A new report from Queen’s University Belfast, commissioned by the advice and support programme Drink Wise Age Well, has found alcohol misuse among people over 50 is costing Northern Ireland healthcare services an estimated £125 million.

Glass of red wine

Alcohol-related deaths in Northern Ireland are at their highest since records began, increasing 70% since 2001. This increase is particularly stark in older age groups with the largest number of deaths occurring among those aged between 45 and 54 years, closely followed by those aged 55-64 years.

A 2018 study by Public Health England found for every £1 invested in alcohol treatment services there is a social return of £3.

The report coincides with the publication of Calling Time for Change, a charter for politicians and policy makers about how to reduce alcohol harm among people over 50. The charter was co-designed with people and families affected by alcohol problems and alcohol and ageing experts from the Drink Wise, Age Well programme:

Recommendations for policy makers in the charter include:

  • A dedicated service within health and social care which is able to respond to the needs of an ageing population with alcohol problems
  • Enable better collaboration and partnership amongst service providers
  • More recognition of the importance of supporting people through life events, which are often the triggers for alcohol misuse e.g. retirement, bereavement
  • Greater support of community-based services to tackle loneliness and support recovery   
  • Government must address how drinking culture is enabled by policy and legislation.

Professor Ciaran O'Neill from the Centre for Public Health, Queen's University Belfast said: 

“The issue of alcohol misuse has received increased attention in recent months arising in part from the publication of mortality statistics showing a sharp rise in alcohol related deaths.
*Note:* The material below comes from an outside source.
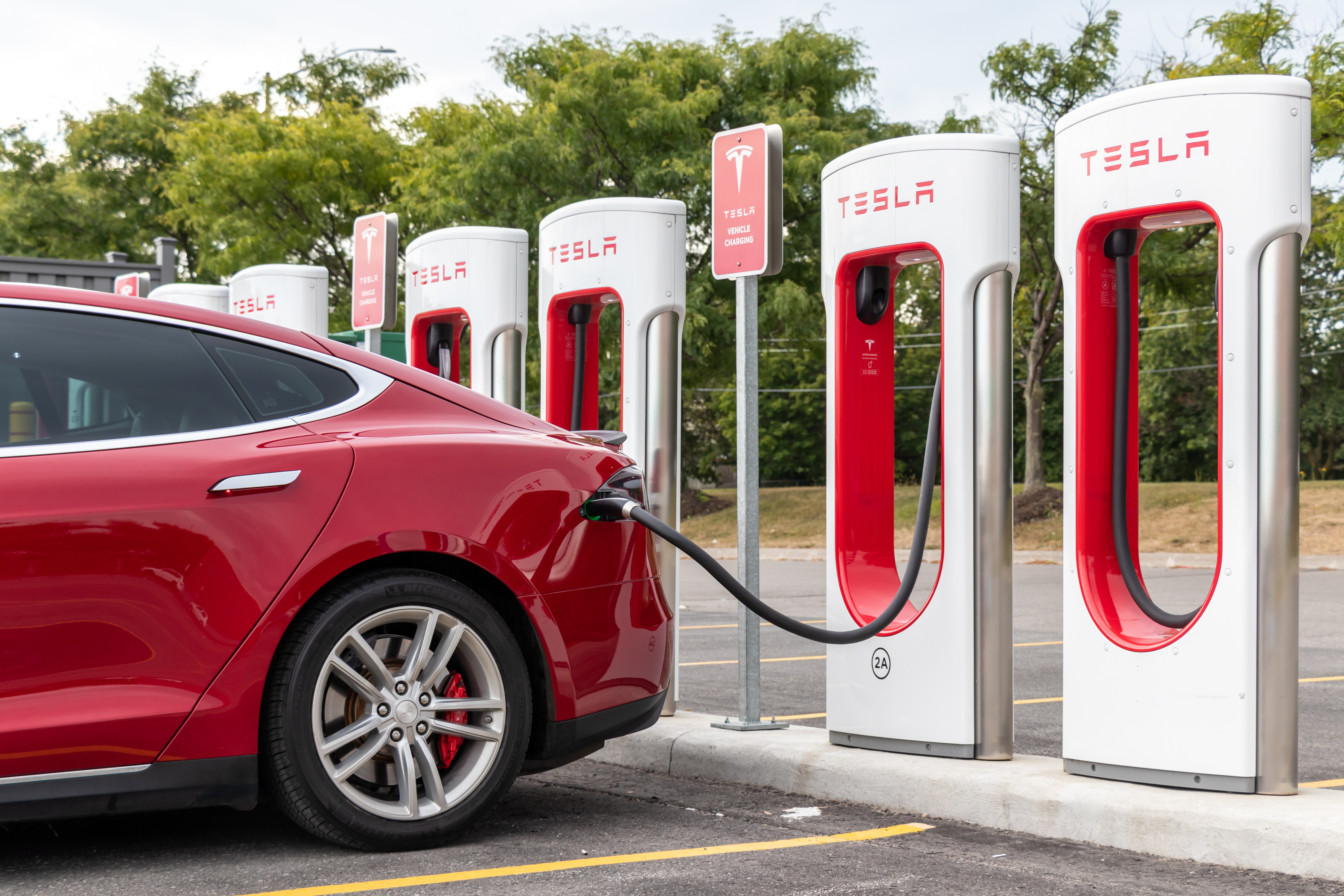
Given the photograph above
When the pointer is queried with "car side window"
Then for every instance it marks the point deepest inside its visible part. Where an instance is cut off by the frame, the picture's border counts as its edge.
(275, 383)
(73, 377)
This report highlights  the significant burden to the health service of managing alcohol misuse related morbidity. Our estimate  of £125 million per year is conservative but serves to underscore the magnitude of the problem. The scale of the issue suggest there is a need to consider public health measures such as the adoption of minimum unit pricing among broader public health measures and the provision of support services to those seeking to quit drinking.”

A Drink Wise, Age Well service user, describes what worked for him: “Drink Wise, Age Well completely changed my life. I really felt that I needed the group support but I also found the one-to-one support very beneficial in my case. I had a lot of issues that I didn’t want to discuss in the group but I was able to discuss and resolve with my adviser. I now have the confidence to go to events that have alcohol and not drink and still enjoy the evening.”

Adrian Loughrey, Drink Wise, Age Well said: “The report reveals the significant health costs of alcohol misuse in Northern Ireland today. However the costs are more than financial - it can devastate families and communities and stop people having an active and healthy later life. We believe that older adults can make positive changes to their alcohol use and it is never too late for this to happen. But we need to ensure services are designed in a way that feels welcoming to people over 50. At the moment we’re only reaching a  fraction of the people who could use some support.”